There’s a big driving idea at the center of The Judas Passion, a new liturgical piece performed October 4–8 by the Philharmonia Baroque Orchestra and Chorale. What librettist David Harsent and composer Sally Beamish set out to do in this 65-minute work is argue that Christ’s Last Supper betrayer may have been chosen for a higher purpose, thus placing Judas’s presumed villainy in a radically different light.
“Argue” is the operative word here. That’s because, for all its ostensible drama and feverish agitation, this new Passion came off as a largely tendentious and strangely unengaging enterprise at Friday’s Herbst Theatre performance. Both textually and musically, the piece seemed bent on making a case for their Judas as a moral “scapegoat,” as the librettist put it in a program note, a figure who “knew his role but not its outcome.”
Give the creators credit for marshaling their forces without holding anything back. The libretto, which ranged from hissing, accusatory whispers of the title character’s name and status as a money-fixated Jew to lengthy accounts of the Last Supper, Christ’s agony in the garden, the judgments of Caiaphas and Pilate and the crucifixion, was explicit and expansive to a fault. And yet Judas (feelingly performed by tenor Brenden Gunnell), never took on a fully realized dramatic weight the piece keeps insisting he has.
“His hand on mine,” this Judas sang multiple times, to indicate the divine-guided fate behind his actions. Jesus (another keen performance, by baritone Roderick Williams) affirmed it: “Judas ... you are the best of them.” But with the chorus pouring on the scorn and doubt, Judas could only agree with them that he was “A man of sorrows and acquainted with heartbreak,” a kind of photo negative image of Jesus. The central character felt labeled rather than convincingly brought to life.

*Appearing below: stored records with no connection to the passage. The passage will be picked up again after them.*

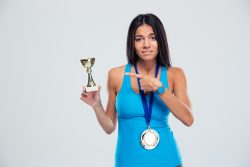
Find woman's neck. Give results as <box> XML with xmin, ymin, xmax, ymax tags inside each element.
<box><xmin>137</xmin><ymin>60</ymin><xmax>156</xmax><ymax>75</ymax></box>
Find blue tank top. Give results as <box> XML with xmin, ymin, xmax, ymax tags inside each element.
<box><xmin>115</xmin><ymin>63</ymin><xmax>182</xmax><ymax>167</ymax></box>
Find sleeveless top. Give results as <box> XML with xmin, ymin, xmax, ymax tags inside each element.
<box><xmin>115</xmin><ymin>63</ymin><xmax>182</xmax><ymax>167</ymax></box>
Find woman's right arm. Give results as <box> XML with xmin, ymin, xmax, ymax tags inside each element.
<box><xmin>80</xmin><ymin>69</ymin><xmax>117</xmax><ymax>134</ymax></box>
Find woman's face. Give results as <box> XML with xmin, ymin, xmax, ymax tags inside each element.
<box><xmin>135</xmin><ymin>24</ymin><xmax>158</xmax><ymax>61</ymax></box>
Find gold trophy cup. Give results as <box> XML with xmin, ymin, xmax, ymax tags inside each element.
<box><xmin>80</xmin><ymin>58</ymin><xmax>98</xmax><ymax>92</ymax></box>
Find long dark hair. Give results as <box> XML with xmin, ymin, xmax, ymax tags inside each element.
<box><xmin>127</xmin><ymin>13</ymin><xmax>171</xmax><ymax>67</ymax></box>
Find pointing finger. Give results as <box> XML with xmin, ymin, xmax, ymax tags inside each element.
<box><xmin>124</xmin><ymin>72</ymin><xmax>143</xmax><ymax>78</ymax></box>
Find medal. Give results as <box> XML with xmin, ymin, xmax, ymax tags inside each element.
<box><xmin>141</xmin><ymin>128</ymin><xmax>160</xmax><ymax>150</ymax></box>
<box><xmin>134</xmin><ymin>64</ymin><xmax>160</xmax><ymax>150</ymax></box>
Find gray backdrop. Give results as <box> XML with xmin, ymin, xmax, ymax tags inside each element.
<box><xmin>0</xmin><ymin>0</ymin><xmax>250</xmax><ymax>167</ymax></box>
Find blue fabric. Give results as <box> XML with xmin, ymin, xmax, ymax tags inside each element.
<box><xmin>115</xmin><ymin>64</ymin><xmax>182</xmax><ymax>167</ymax></box>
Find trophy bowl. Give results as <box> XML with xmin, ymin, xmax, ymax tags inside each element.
<box><xmin>80</xmin><ymin>58</ymin><xmax>98</xmax><ymax>92</ymax></box>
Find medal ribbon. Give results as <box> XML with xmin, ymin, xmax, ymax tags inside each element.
<box><xmin>134</xmin><ymin>64</ymin><xmax>159</xmax><ymax>127</ymax></box>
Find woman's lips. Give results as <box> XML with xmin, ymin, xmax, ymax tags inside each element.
<box><xmin>142</xmin><ymin>50</ymin><xmax>153</xmax><ymax>54</ymax></box>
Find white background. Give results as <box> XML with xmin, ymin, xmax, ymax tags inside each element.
<box><xmin>0</xmin><ymin>0</ymin><xmax>250</xmax><ymax>167</ymax></box>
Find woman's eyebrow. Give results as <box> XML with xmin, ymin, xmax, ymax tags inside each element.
<box><xmin>135</xmin><ymin>33</ymin><xmax>155</xmax><ymax>37</ymax></box>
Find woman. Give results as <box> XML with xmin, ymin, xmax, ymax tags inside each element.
<box><xmin>81</xmin><ymin>14</ymin><xmax>193</xmax><ymax>167</ymax></box>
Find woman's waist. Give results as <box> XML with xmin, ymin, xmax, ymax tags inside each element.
<box><xmin>118</xmin><ymin>116</ymin><xmax>169</xmax><ymax>129</ymax></box>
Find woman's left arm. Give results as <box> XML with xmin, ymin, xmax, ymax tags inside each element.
<box><xmin>125</xmin><ymin>67</ymin><xmax>194</xmax><ymax>127</ymax></box>
<box><xmin>159</xmin><ymin>67</ymin><xmax>194</xmax><ymax>127</ymax></box>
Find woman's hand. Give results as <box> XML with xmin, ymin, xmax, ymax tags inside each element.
<box><xmin>125</xmin><ymin>73</ymin><xmax>162</xmax><ymax>92</ymax></box>
<box><xmin>80</xmin><ymin>86</ymin><xmax>101</xmax><ymax>108</ymax></box>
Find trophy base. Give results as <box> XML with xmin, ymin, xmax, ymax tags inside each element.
<box><xmin>86</xmin><ymin>86</ymin><xmax>98</xmax><ymax>92</ymax></box>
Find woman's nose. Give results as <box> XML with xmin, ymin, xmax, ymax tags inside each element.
<box><xmin>143</xmin><ymin>39</ymin><xmax>150</xmax><ymax>47</ymax></box>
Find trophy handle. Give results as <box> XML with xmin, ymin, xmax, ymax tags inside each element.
<box><xmin>87</xmin><ymin>68</ymin><xmax>96</xmax><ymax>87</ymax></box>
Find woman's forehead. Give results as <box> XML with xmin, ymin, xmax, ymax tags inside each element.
<box><xmin>135</xmin><ymin>24</ymin><xmax>154</xmax><ymax>35</ymax></box>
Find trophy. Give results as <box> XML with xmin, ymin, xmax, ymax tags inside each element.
<box><xmin>80</xmin><ymin>58</ymin><xmax>98</xmax><ymax>92</ymax></box>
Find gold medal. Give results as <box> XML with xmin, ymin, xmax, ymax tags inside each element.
<box><xmin>141</xmin><ymin>127</ymin><xmax>160</xmax><ymax>150</ymax></box>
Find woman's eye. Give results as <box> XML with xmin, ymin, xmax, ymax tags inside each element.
<box><xmin>135</xmin><ymin>38</ymin><xmax>141</xmax><ymax>42</ymax></box>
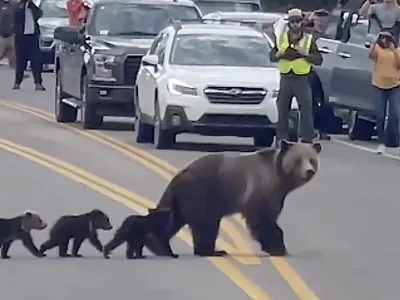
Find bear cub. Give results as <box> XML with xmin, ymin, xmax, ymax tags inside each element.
<box><xmin>40</xmin><ymin>209</ymin><xmax>113</xmax><ymax>257</ymax></box>
<box><xmin>0</xmin><ymin>211</ymin><xmax>47</xmax><ymax>259</ymax></box>
<box><xmin>103</xmin><ymin>208</ymin><xmax>178</xmax><ymax>259</ymax></box>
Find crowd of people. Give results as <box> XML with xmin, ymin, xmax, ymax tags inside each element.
<box><xmin>0</xmin><ymin>0</ymin><xmax>400</xmax><ymax>153</ymax></box>
<box><xmin>0</xmin><ymin>0</ymin><xmax>91</xmax><ymax>91</ymax></box>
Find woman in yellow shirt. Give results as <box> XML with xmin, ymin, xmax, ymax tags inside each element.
<box><xmin>369</xmin><ymin>31</ymin><xmax>400</xmax><ymax>154</ymax></box>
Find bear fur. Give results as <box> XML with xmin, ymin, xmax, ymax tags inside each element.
<box><xmin>40</xmin><ymin>209</ymin><xmax>113</xmax><ymax>257</ymax></box>
<box><xmin>146</xmin><ymin>141</ymin><xmax>322</xmax><ymax>256</ymax></box>
<box><xmin>0</xmin><ymin>211</ymin><xmax>47</xmax><ymax>259</ymax></box>
<box><xmin>103</xmin><ymin>208</ymin><xmax>178</xmax><ymax>259</ymax></box>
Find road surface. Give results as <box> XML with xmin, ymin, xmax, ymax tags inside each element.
<box><xmin>0</xmin><ymin>67</ymin><xmax>400</xmax><ymax>300</ymax></box>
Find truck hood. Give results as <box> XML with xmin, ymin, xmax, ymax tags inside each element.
<box><xmin>167</xmin><ymin>66</ymin><xmax>280</xmax><ymax>88</ymax></box>
<box><xmin>91</xmin><ymin>36</ymin><xmax>153</xmax><ymax>55</ymax></box>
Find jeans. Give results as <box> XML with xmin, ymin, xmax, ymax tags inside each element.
<box><xmin>375</xmin><ymin>87</ymin><xmax>400</xmax><ymax>144</ymax></box>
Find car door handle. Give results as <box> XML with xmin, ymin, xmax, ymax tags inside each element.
<box><xmin>318</xmin><ymin>47</ymin><xmax>332</xmax><ymax>53</ymax></box>
<box><xmin>338</xmin><ymin>52</ymin><xmax>351</xmax><ymax>58</ymax></box>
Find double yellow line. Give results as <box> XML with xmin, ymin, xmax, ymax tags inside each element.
<box><xmin>0</xmin><ymin>100</ymin><xmax>319</xmax><ymax>300</ymax></box>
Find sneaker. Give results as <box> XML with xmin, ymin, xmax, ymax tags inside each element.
<box><xmin>376</xmin><ymin>144</ymin><xmax>386</xmax><ymax>154</ymax></box>
<box><xmin>35</xmin><ymin>84</ymin><xmax>46</xmax><ymax>91</ymax></box>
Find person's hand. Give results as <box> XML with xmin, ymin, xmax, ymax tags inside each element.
<box><xmin>294</xmin><ymin>45</ymin><xmax>309</xmax><ymax>56</ymax></box>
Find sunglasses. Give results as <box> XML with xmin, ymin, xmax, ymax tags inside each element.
<box><xmin>289</xmin><ymin>19</ymin><xmax>303</xmax><ymax>24</ymax></box>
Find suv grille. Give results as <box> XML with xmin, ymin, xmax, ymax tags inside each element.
<box><xmin>204</xmin><ymin>86</ymin><xmax>267</xmax><ymax>104</ymax></box>
<box><xmin>124</xmin><ymin>56</ymin><xmax>142</xmax><ymax>85</ymax></box>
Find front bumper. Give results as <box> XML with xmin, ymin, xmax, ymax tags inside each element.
<box><xmin>161</xmin><ymin>105</ymin><xmax>276</xmax><ymax>137</ymax></box>
<box><xmin>87</xmin><ymin>83</ymin><xmax>135</xmax><ymax>117</ymax></box>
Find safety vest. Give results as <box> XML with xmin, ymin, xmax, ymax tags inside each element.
<box><xmin>278</xmin><ymin>32</ymin><xmax>312</xmax><ymax>75</ymax></box>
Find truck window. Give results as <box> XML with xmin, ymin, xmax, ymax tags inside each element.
<box><xmin>196</xmin><ymin>1</ymin><xmax>261</xmax><ymax>15</ymax></box>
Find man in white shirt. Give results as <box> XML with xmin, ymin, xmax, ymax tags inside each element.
<box><xmin>14</xmin><ymin>0</ymin><xmax>45</xmax><ymax>91</ymax></box>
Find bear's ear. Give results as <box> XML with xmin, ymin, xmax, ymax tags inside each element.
<box><xmin>280</xmin><ymin>140</ymin><xmax>293</xmax><ymax>153</ymax></box>
<box><xmin>312</xmin><ymin>143</ymin><xmax>322</xmax><ymax>154</ymax></box>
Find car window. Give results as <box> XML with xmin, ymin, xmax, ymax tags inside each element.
<box><xmin>40</xmin><ymin>0</ymin><xmax>68</xmax><ymax>18</ymax></box>
<box><xmin>195</xmin><ymin>1</ymin><xmax>260</xmax><ymax>15</ymax></box>
<box><xmin>155</xmin><ymin>34</ymin><xmax>169</xmax><ymax>65</ymax></box>
<box><xmin>149</xmin><ymin>33</ymin><xmax>165</xmax><ymax>54</ymax></box>
<box><xmin>88</xmin><ymin>3</ymin><xmax>201</xmax><ymax>36</ymax></box>
<box><xmin>170</xmin><ymin>34</ymin><xmax>272</xmax><ymax>68</ymax></box>
<box><xmin>347</xmin><ymin>22</ymin><xmax>368</xmax><ymax>45</ymax></box>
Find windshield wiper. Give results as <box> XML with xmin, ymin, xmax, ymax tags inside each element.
<box><xmin>109</xmin><ymin>31</ymin><xmax>157</xmax><ymax>36</ymax></box>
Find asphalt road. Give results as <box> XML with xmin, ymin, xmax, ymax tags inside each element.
<box><xmin>0</xmin><ymin>68</ymin><xmax>400</xmax><ymax>300</ymax></box>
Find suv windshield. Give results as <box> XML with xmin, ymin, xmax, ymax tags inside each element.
<box><xmin>170</xmin><ymin>34</ymin><xmax>272</xmax><ymax>68</ymax></box>
<box><xmin>195</xmin><ymin>1</ymin><xmax>260</xmax><ymax>15</ymax></box>
<box><xmin>40</xmin><ymin>0</ymin><xmax>68</xmax><ymax>18</ymax></box>
<box><xmin>89</xmin><ymin>3</ymin><xmax>201</xmax><ymax>36</ymax></box>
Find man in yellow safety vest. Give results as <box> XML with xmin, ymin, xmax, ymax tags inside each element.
<box><xmin>270</xmin><ymin>8</ymin><xmax>322</xmax><ymax>145</ymax></box>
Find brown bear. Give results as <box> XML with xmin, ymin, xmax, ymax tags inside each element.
<box><xmin>40</xmin><ymin>209</ymin><xmax>113</xmax><ymax>257</ymax></box>
<box><xmin>146</xmin><ymin>141</ymin><xmax>322</xmax><ymax>256</ymax></box>
<box><xmin>0</xmin><ymin>211</ymin><xmax>47</xmax><ymax>259</ymax></box>
<box><xmin>103</xmin><ymin>208</ymin><xmax>178</xmax><ymax>259</ymax></box>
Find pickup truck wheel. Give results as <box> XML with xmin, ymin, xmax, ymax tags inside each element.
<box><xmin>347</xmin><ymin>111</ymin><xmax>374</xmax><ymax>141</ymax></box>
<box><xmin>136</xmin><ymin>112</ymin><xmax>154</xmax><ymax>144</ymax></box>
<box><xmin>253</xmin><ymin>129</ymin><xmax>275</xmax><ymax>147</ymax></box>
<box><xmin>81</xmin><ymin>76</ymin><xmax>103</xmax><ymax>129</ymax></box>
<box><xmin>54</xmin><ymin>71</ymin><xmax>78</xmax><ymax>123</ymax></box>
<box><xmin>153</xmin><ymin>103</ymin><xmax>176</xmax><ymax>149</ymax></box>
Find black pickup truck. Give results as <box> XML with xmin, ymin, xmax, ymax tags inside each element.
<box><xmin>54</xmin><ymin>0</ymin><xmax>202</xmax><ymax>129</ymax></box>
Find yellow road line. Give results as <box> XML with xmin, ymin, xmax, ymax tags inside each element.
<box><xmin>0</xmin><ymin>101</ymin><xmax>319</xmax><ymax>300</ymax></box>
<box><xmin>0</xmin><ymin>138</ymin><xmax>271</xmax><ymax>300</ymax></box>
<box><xmin>0</xmin><ymin>101</ymin><xmax>261</xmax><ymax>265</ymax></box>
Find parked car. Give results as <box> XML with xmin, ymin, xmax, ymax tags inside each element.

Beamish, writing in a modern idiom for period instruments, colored this new Biblical canvas with a broad palette. The strings keened at high, thin pitches and gathered in collapsing chords. The brasses blared out alarms, lamented loudly and added their own mocking honks. The flutes stuttered and percolated uneasily, occasionally breaking out in sorrowful phrases. A percussion section was especially active, chattering, chiming, whipping, and landing the literal hammer blows of the nails in the cross.
The result was more like a series of musical special effects than a gripping, accretive version of a Passion. There were times when Beamish seemed to channel the intensity and focus of Bach, not by direct quotation but by contemporary allusion and analog. But then the texture would peter out, and musical tension leached away.
The composer’s writing for the voice ranged from chanting declamations by the chorus and two male soloists to the wandering melismas and leaping intervals assigned to Mary Magdalen (soprano Mary Bevan, the third of three strong soloists). Chorus members stood from time to time to play smaller roles. Some of this was arresting and effective, but as with so much of the work, that happened in fits and starts.
The Judas Passion, co-commissioned by Philharmonia Baroque and London’s Orchestra of the Age of Enlightenment, may not have lived up to expectations. But the willingness of an ensemble so strongly identified with a particular musical period and style to stretch the boundaries is a worthy one that ought to be encouraged. In brief remarks Friday, music director Nicholas McGegan said the group planned similar ventures every few seasons in the future. The moves forward in time will be welcome.
A stylish if sometimes choppy performance of Telemann’s Tafelmusik, Suite No 1 occupied the shorter front half of the evening. McGegan coaxed some suave, supple, and attractively lean phrasing from his players. Cellist William Skeen made an especially noteworthy contribution throughout, his lines both graceful and crisply expressed. The violins sounded a little patchy in the early-going, especially in the Réjouissance. But all was set to right as this bright and gently beguiling suite played out, right through the bustling instrumental crosstalk in a closing Gigue.